少佐と少女

1942年作品
監督 ビリー・ワイルダー 出演 ジンジャー・ロジャースレイ・ミランド
(あらすじ)
大都会の生活に嫌気がさしたスーザン・アプルゲイト(ジンジャー・ロジャース)は、故郷に帰ろうとしたものの汽車賃が値上げになっていたため切符を買うことができない。困った彼女は12歳の少女スースーになりすましてなんとか列車に乗り組むが、途中、車掌にバレてしまい、カービー少佐(レイ・ミランド)の個室に逃げ込むが….。


ビリー・ワイルダーの監督デビュー作。

スースーの乗り込んだ列車は、途中、河川の増水により立ち往生してしまい、彼女はカービー少佐の勤務する兵学校に連れていかれることになるんだが、何とも色っぽい少女になりすました彼女はそこでも生徒たちに大モテ。ジンジャー・ロジャースが、彼等の猛アタックに困惑する様子がなかなか楽しい。

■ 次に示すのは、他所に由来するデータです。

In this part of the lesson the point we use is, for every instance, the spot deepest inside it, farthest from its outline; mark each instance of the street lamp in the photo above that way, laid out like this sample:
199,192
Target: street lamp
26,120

また、列車の中でタバコを吸っているのを車掌に見つかりそうになったシーンで、彼女が吸っていたタバコを口の中に隠してしまう早業はなかなかお見事だし、別のシーンではサービスでちょっとだけタップダンスも見せてくれたりする。

まあ、画面で見ていても、当時30歳を超えていたジンジャー・ロジャースが12歳の少女になりすますというのは相当な荒技であり、それをカービー少佐をはじめとして(1名を除き)誰も気がつかないという設定は、正直、苦しいところではあるが、そこは所詮コメディということで単純に楽しむのが正解。

相手役のレイ・ミランドも、いつものちょっと癖のあるキャラクターとは全く違ったとても人のいい教師役を好演。かなり微妙な“美少女”を目の前にして、あんなに屈託のない笑顔を見せてくれるなんて、ちょっと意外でした。

監督デビュー作の上、日本未公開ということもあって、当初、出来の方をちょっと心配していたんだけど、そこのところは流石ワイルダー、全くの杞憂であり、全体的にとても良くまとまったコメディだった。今リメイクしても十分に面白いと思う。

それと、個人的には、著名なユーモリストであるロバート・ベンチリーの御尊顔を拝見できたことも、とても嬉しかったです。